Written by Art Is Essential

Art Is Essential vol. 6

Writers on the art that matters to them.

Essential Art for Essential Workers

Adam Zucker

When the pandemic put the brakes on life as we knew it in New York City, I immediately thought about the essential workers who selflessly provide invaluable labor to keep us afloat. Doctors, nurses, and first responders were getting a lot of well-deserved praise, but other just as necessary workers were still marginalized. It was heartbreaking to read the account of Luis Padilla, a hospital janitor, being denied his free essential worker meal at McDonald’s because the cashier didn’t consider his job to be of merit for the offer.

 I thought about art’s role in strengthening communities and fostering an understanding of experiences and viewpoints that may be initially unfamiliar to us. The first work of art that came to mind was Mierle Laderman Ukeles’s Touch Sanitation. Ukeles was the official artist-in-residence of the New York City Department of Sanitation when she carried out the performance in 1979-1980, which involved her meeting more than 8,500 sanitation workers, shaking their hands, and saying, “Thank you for keeping New York City alive.” This work still resonates, speaking to the importance of acknowledging all essential workers, especially those who aren’t typically celebrated heroically. Furthermore, it is a touching display of physical acknowledgment in a time when we are all longing to return to some semblance of that kind of expression. Artworks like this have cultural relevance as an aesthetic movement, a social revolution, and an experiential learning process. 
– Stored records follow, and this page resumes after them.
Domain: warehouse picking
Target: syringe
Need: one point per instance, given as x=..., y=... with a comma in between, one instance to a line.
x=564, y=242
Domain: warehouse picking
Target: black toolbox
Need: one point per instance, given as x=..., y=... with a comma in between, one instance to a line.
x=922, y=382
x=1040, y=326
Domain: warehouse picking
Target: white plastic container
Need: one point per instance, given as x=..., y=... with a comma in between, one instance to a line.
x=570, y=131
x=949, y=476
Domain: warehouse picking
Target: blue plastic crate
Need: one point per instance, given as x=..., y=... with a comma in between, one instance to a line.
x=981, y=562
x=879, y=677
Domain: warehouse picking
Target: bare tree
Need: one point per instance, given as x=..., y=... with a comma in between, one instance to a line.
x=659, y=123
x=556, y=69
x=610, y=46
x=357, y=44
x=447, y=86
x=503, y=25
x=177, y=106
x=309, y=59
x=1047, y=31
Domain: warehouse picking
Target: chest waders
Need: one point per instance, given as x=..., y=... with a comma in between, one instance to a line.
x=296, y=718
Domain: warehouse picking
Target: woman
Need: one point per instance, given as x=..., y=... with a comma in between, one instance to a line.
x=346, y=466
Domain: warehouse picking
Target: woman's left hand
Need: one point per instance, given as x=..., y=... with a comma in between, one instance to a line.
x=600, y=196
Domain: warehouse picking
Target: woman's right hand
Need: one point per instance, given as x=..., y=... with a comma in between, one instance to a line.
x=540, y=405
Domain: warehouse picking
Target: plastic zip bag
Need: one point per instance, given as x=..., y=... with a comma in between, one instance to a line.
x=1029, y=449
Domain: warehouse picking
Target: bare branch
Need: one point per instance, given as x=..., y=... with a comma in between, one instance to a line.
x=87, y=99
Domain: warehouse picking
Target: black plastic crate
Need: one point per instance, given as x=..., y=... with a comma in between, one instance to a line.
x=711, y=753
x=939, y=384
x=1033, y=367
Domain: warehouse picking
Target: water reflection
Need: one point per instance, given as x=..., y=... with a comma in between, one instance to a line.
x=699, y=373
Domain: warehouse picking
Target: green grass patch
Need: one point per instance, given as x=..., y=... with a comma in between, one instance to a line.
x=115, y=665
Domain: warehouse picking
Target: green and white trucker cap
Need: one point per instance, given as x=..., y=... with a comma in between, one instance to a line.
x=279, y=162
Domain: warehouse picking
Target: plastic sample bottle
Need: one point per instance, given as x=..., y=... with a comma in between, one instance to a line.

Artistic engagement is important for maintaining hope and promoting compassion. Art lifts our spirits and gives us a vibrant voice to communicate with the culture at large. It is a discipline that affords us agency to express ourselves humanely, consider multiple perspectives, and exhibit empathy for other people’s experiences. These are essential takeaways that we must embrace in order to confront uncertainty and fear, and work towards fostering a more reflective, equitable, and justice-driven society. I am grateful for art’s power to touch us wherever we may be and open our minds and hearts to experiences that would otherwise be obscured.

Adam Zucker is an artist, curator, and educator from Queens, New York. He writes a blog called Artfully Learning, which critically examines the benefits of integrating contemporary art practices within pedagogical frameworks.

Touch Sanitation is a two-part art exhibit by Mierle Landerman Ukeles (1939-), a feminist artist who has served as the Artist-in-Residence at the New York City Department of Sanitation. In 1969 Ukeles declared herself a “maintenance artist.” Touch Sanitation took 5 years to complete.